Descrizione
Era presente anche il sindaco di Schio, Cristina Marigo giovedì 7 maggio, durante la visita dell’assessore regionale allo Sviluppo Economico, Massimo Bitonci alla sede di Sorgetech, giovane startup scledense attiva nello sviluppo di software avanzati, soluzioni di automazione e strumenti basati su intelligenza artificiale. L’incontro ha ruotato attorno a un tema attualissimo: il contributo che le imprese innovative del territorio possono dare alla modernizzazione della pubblica amministrazione, a partire dalla riduzione dei carichi burocratici.

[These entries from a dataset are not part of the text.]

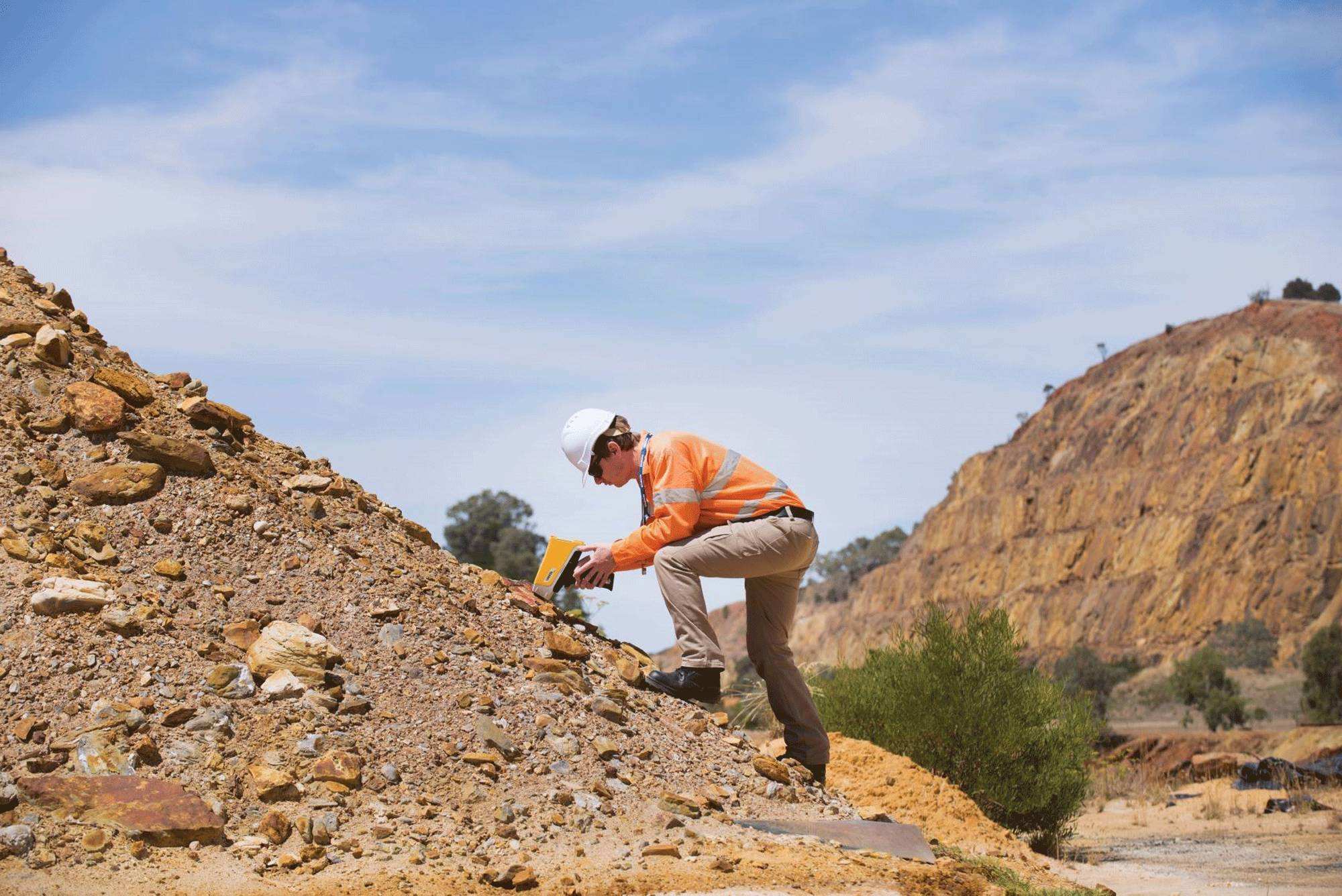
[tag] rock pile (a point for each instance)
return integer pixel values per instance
(1188, 481)
(211, 640)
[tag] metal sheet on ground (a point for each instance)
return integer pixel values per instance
(901, 842)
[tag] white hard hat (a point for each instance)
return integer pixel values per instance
(580, 435)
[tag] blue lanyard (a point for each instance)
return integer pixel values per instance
(645, 510)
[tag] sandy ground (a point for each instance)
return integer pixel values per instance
(764, 866)
(1210, 839)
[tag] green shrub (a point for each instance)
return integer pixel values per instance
(1321, 702)
(1247, 643)
(955, 698)
(1200, 682)
(1298, 289)
(1084, 674)
(839, 571)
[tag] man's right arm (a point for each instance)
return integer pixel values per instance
(676, 510)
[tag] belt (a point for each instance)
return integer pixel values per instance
(796, 513)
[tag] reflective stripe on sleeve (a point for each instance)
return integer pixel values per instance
(752, 508)
(676, 497)
(720, 481)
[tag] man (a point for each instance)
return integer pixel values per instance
(709, 512)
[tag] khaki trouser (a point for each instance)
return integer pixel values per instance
(772, 556)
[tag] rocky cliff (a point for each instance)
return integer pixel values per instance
(213, 642)
(1187, 481)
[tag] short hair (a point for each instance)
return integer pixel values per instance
(621, 434)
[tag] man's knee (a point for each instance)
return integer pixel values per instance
(768, 655)
(668, 557)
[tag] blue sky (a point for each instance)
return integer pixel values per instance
(849, 239)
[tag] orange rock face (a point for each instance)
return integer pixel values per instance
(1188, 481)
(163, 811)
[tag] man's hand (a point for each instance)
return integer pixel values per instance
(595, 571)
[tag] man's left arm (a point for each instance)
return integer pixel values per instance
(676, 510)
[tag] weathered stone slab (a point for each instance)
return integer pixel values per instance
(174, 454)
(163, 811)
(127, 386)
(893, 839)
(60, 595)
(120, 484)
(287, 646)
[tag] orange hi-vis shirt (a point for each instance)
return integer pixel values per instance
(693, 485)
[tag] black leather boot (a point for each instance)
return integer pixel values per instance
(685, 683)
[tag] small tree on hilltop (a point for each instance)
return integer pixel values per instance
(495, 530)
(839, 571)
(953, 697)
(1321, 701)
(1298, 289)
(1200, 682)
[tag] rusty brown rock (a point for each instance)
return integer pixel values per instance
(270, 784)
(162, 811)
(340, 767)
(244, 634)
(276, 827)
(285, 646)
(120, 484)
(771, 769)
(130, 387)
(418, 533)
(93, 408)
(10, 327)
(566, 646)
(175, 454)
(662, 850)
(53, 347)
(174, 380)
(214, 414)
(170, 568)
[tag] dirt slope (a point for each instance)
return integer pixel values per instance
(304, 679)
(1187, 481)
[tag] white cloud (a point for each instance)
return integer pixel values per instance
(935, 233)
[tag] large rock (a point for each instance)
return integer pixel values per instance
(17, 840)
(308, 482)
(340, 767)
(9, 328)
(162, 811)
(418, 533)
(231, 681)
(61, 595)
(120, 484)
(93, 408)
(130, 387)
(175, 454)
(213, 414)
(53, 347)
(97, 754)
(287, 646)
(566, 646)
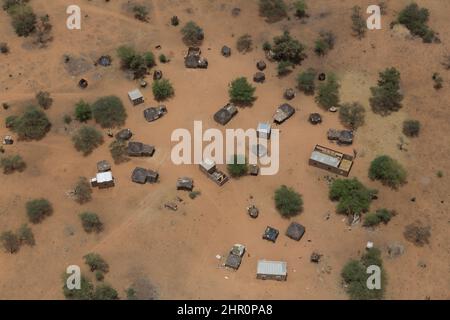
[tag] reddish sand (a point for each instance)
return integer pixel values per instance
(176, 250)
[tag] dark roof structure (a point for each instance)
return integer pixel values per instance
(295, 231)
(225, 114)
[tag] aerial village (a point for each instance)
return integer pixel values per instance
(324, 217)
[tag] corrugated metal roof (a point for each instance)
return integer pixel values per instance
(276, 268)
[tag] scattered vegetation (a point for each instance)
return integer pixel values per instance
(352, 115)
(38, 210)
(241, 91)
(238, 167)
(411, 128)
(193, 35)
(354, 198)
(415, 19)
(87, 139)
(306, 81)
(386, 97)
(91, 222)
(118, 149)
(377, 217)
(83, 111)
(82, 191)
(388, 171)
(244, 43)
(328, 93)
(272, 10)
(288, 202)
(32, 125)
(109, 112)
(417, 233)
(10, 164)
(358, 23)
(355, 276)
(162, 89)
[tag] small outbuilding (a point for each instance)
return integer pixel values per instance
(225, 114)
(295, 231)
(136, 97)
(271, 270)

Sorgetech è nata a Schio e ha scelto di restare a Schio. È una realtà giovane, fondata su competenze tecniche e con una visione di come la tecnologia possa essere utile: non come fine in sé, ma come risposta a problemi reali che ogni giorno rallentano il lavoro di uffici, enti e imprese.
Commenta il sindaco, Cristina Marigo: “Ringrazio l’assessore Bitonci per la visita e i giovani imprenditori di Sorgetech per il percorso che stanno costruendo. Schio ha sempre saputo stare davanti quando si parla di sviluppo economico e capacità di innovare: lo ha fatto con l’industria, con la manifattura e oggi continua a farlo anche nel digitale. Realtà come Sorgetech sono l’esempio che questa vocazione non si è persa, ma si sta evolvendo. In questo caso, con ricadute importanti anche per la Pubblica amministrazione, che oggi non può più prescindere dall’utilizzo di strumenti innovativi per migliorare i servizi e ridurre i tempi a beneficio dei cittadini”.
“Per noi è stato un momento importante,” commenta Alessandro Dalla Costa, Amministratore Delegato di Sorgetech. “Avere l’opportunità di raccontare da vicino il nostro percorso e confrontarci con la Regione del Veneto conferma la direzione che stiamo seguendo: partire da Schio, costruire competenze sul territorio e metterle al servizio dell’innovazione”.
Durante la visita, il team dell’azienda ha illustrato i progetti in corso: software gestionali, automazione di flussi documentali e applicazioni di intelligenza artificiale pensate per ridurre i passaggi ridondanti nei processi amministrativi. Il filo conduttore? La sburocratizzazione, fondamentale per rendere più rapido e meno gravoso ciò che oggi richiede troppo tempo sia a chi lavora negli enti sia a chi si rivolge a loro.
“Ogni giorno ci confrontiamo con imprese ed enti che hanno bisogno di semplificare il lavoro e rendere più efficienti i processi”, aggiunge Benjamin Boliche, Presidente del Consiglio di Amministrazione di Sorgetech. “La tecnologia ha senso quando risolve problemi concreti. Ed è proprio su questo che stiamo costruendo il nostro percorso”.
La visita di Bitonci si inserisce anche in un contesto di politica industriale regionale. L’assessore è arrivato a Schio anche per illustrare il nuovo bando regionale da tre milioni di euro rivolto alle startup innovative, uno strumento pensato per sostenere realtà come Sorgetech nel loro percorso di crescita.